Мы давно уже не в 1913-м. Техника альпинизма, а следовательно, и скорость шагнули далеко вперед.
Он все-таки возьмет с собой необходимый минимум: легкий спальник, чехол от палатки, штуки три ледовых крюков, сорок метров веревки, обогреватель, две-три шоколадные плитки. Но фотоаппарат, которым он запечатлевает свои одинокие подвиги, и титановые тиски, закрепляющие его корпус на ручке ледоруба, он оставит здесь.
На перевале он гасит налобный фонарик. Света для работы ему хватит, зато он не увидит их мертвые синие лица. Тем лучше. Одного за другим он сбрасывает оба тела вниз и смотрит, как они исчезают в темноте, потом прислушивается к тихому шороху, с которым они катятся по снегу.
Очередная метель окончательно погребет под собой следы экспедиции 1913 года – все они будут стерты.
А когда ледник Сертог отрыгнет остатки костей и плоти, никто уже не сможет понять, зачем приходили сюда эти люди, что за таинственное безумие заставило их погибнуть. К тому времени сама страсть альпинизма давно превратится в загадку.

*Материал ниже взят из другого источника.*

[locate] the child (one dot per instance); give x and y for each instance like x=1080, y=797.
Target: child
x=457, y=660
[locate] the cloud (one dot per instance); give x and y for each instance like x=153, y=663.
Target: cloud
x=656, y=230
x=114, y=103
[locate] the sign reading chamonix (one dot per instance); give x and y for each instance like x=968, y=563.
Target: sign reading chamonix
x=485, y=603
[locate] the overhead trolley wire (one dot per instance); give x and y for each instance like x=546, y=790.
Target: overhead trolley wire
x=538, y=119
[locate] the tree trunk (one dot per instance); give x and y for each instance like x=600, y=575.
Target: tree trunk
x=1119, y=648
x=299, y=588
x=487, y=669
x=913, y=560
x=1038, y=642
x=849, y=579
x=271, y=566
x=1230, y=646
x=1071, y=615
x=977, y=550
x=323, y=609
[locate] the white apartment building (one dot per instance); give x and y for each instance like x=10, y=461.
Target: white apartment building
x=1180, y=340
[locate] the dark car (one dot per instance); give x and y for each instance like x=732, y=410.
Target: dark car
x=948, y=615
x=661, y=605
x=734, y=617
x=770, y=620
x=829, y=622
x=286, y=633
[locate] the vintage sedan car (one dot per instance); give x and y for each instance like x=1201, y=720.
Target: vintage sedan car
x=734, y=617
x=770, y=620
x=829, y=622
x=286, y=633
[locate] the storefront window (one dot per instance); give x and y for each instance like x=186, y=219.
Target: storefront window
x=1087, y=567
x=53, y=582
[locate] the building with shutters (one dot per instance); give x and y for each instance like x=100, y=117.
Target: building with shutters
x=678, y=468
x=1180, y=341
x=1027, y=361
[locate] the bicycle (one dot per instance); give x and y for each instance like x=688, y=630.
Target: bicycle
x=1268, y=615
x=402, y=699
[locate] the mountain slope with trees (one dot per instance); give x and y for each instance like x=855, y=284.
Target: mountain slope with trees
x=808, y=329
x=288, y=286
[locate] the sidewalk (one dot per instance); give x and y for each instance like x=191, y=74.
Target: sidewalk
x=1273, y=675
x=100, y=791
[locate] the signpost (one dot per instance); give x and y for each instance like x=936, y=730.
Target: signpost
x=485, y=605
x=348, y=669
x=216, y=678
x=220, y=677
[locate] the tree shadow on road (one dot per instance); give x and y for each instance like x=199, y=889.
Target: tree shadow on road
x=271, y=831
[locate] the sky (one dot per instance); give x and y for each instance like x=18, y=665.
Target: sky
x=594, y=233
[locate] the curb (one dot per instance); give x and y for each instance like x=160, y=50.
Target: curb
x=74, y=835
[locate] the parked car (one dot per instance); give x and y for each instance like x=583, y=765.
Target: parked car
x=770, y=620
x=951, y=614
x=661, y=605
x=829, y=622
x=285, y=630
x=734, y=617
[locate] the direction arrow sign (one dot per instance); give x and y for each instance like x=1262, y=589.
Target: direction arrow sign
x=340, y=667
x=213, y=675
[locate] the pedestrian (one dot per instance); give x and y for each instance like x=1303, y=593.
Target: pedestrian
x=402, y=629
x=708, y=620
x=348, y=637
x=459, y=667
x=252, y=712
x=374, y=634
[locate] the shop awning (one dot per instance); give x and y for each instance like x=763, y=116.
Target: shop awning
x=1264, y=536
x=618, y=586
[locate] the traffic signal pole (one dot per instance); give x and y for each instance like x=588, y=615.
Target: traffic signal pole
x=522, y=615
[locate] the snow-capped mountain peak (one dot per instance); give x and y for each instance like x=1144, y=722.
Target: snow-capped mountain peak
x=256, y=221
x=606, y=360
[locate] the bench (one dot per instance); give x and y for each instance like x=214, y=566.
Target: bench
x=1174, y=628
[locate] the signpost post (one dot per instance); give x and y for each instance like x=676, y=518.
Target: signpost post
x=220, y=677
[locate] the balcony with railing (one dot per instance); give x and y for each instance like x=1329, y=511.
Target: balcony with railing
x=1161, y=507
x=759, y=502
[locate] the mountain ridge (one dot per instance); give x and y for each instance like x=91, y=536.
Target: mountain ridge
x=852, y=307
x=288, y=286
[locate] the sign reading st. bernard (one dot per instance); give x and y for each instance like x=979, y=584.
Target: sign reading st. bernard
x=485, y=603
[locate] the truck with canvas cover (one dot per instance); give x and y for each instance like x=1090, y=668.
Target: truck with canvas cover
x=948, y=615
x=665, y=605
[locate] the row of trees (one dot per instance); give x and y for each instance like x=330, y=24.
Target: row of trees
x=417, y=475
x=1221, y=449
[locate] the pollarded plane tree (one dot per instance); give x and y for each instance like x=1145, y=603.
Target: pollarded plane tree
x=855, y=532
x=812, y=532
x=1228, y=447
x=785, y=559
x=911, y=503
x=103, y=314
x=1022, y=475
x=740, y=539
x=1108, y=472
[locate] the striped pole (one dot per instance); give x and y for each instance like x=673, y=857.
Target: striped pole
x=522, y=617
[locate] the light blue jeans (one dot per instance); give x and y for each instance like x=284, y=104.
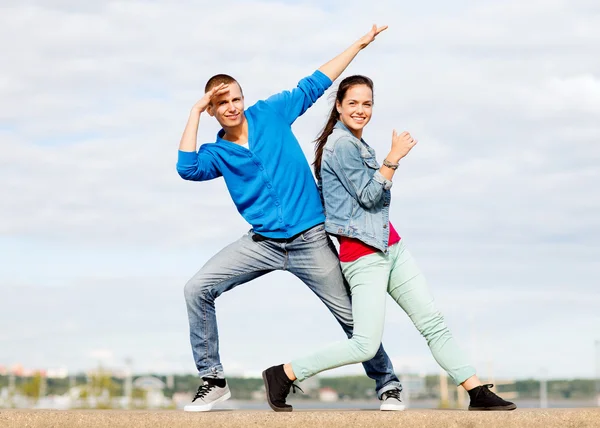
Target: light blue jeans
x=371, y=278
x=311, y=257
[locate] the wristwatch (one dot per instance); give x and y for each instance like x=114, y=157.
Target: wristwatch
x=390, y=165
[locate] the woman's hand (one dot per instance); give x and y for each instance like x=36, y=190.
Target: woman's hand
x=401, y=145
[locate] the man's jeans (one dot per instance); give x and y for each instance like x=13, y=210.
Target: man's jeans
x=311, y=257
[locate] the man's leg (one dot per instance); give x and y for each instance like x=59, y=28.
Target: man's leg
x=313, y=259
x=236, y=264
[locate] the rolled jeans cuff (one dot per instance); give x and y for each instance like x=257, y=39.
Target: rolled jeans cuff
x=215, y=372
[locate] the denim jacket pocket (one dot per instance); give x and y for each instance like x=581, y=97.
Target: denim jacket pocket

Затем он двинулся дальше, продолжая подъем тысячу раз повторенными, отшлифованными до автоматизма движениями, – это было не так уж сложно.
Боль пришла потом – выше, когда он добрался до ребра, ведущего на вершину. Он пошел медленнее. Все-таки он слишком быстро поднимался, теперь это чувствуется. Каждый шаг дается с трудом, он вырывает одну ногу, вторую – снег слишком глубокий, и ноги в нем вязнут.
Вершина пока еще слишком далекая для него цель, она – вне досягаемости: невозможна, немыслима. Ему сейчас нужны менее абстрактные цели.
За этим гребнем он увидит другой склон. Затерянную страну. Какая идиотская мысль!
Вплоть до XVI века на европейских картах отмечали положение Земного Рая, Paradisus terrestris, – совсем недалеко от того места, где я сейчас нахожусь. Енох и Илия проживали в этом раю в ожидании Воскресения. Где-то неподалеку отсюда отшельничал святой Макарий. Современники Маркса, абсолютно трезвомыслящие ученые, еще надеялись отыскать это место в здешних горах. Так почему же Шамбала кажется более нелепой?
Разве Жак Бако не занимался поисками легендарной страны Непемако?
Вот сейчас, еще шаг – и он увидит его, другой склон горы – обратную сторону.
Гребень!
Снежник впереди изгибается, похоже, гора передумала. Склон здесь образует складку и рушится вниз, в синий туман, за которым по-прежнему скрыта затерянная страна. Он оказывается в точке, где ничего нет – ни подъемов, ни спусков, тут ничего не происходит. Нет, не в точке, это – линия. Уго идет вверх, но его вселенная – горизонтальна.
Позже на картах с изображением Гималаев появится новая фантазия: озеро Чамэ, откуда якобы брали начало все великие реки Азии. Грандиозные горы, лежащие дальше к югу, именовались Иммаус, Мустаг, Дхаулагир, Лангур или Ногракот. А тайна истоков и их происхождения раскрылась не там, а ближе к северу или, скорее, к северо-востоку.
Впрочем, теперь с каждым пройденным шагом склон делается все более пологим. Каждый шаг дается ему все с меньшим трудом.
Но впадина слишком велика, и пройти ему придется больше. С каждым шагом он идет все тише. Он надеется, что скоро все изменится; но ожидаемые им изменения с каждым шагом становятся все более медленными и менее заметными; все более завершенными и – одновременно – менее ощутимыми.
И однако, с каждым шагом глазу открываются чуть более широкие горизонты. Он уже может охватить взглядом небо – все небо целиком, граница видимости проходит ниже: по линии, пересекающей его вселенную и соединяющую небо и землю; в реальности этой линии не существует; она – плод его воображения, обман взгляда. Линия, не имеющая цвета, или нет, линия, у которой два цвета: белый – цвет снега, и синий – цвет неба.
Он не может охватить их одним взглядом: снег – слишком белый, небо – слишком синее. Они не принадлежат одному и тому же миру, и однако, эта необъяснимая линия сливает их воедино. Если бы ее не было, мир бы немедленно рухнул. И все же – контраст слишком велик, невозможно видеть ее на самом деле.
С каждым шагом небесный простор распахивается все шире. И вскоре зрение его помутилось: мир поплыл, закачался. Впереди вдруг возникла белая, пока еще нематериальная точка: далекая вершина, смутная сияющая пирамида, которая служит ему ориентиром. Она вынырнула из белого в синеву, до нее – всего несколько метров.
Что это – Карпо Лхари? Чангтанканг? Джицу Панчен? Только карты могут это сказать.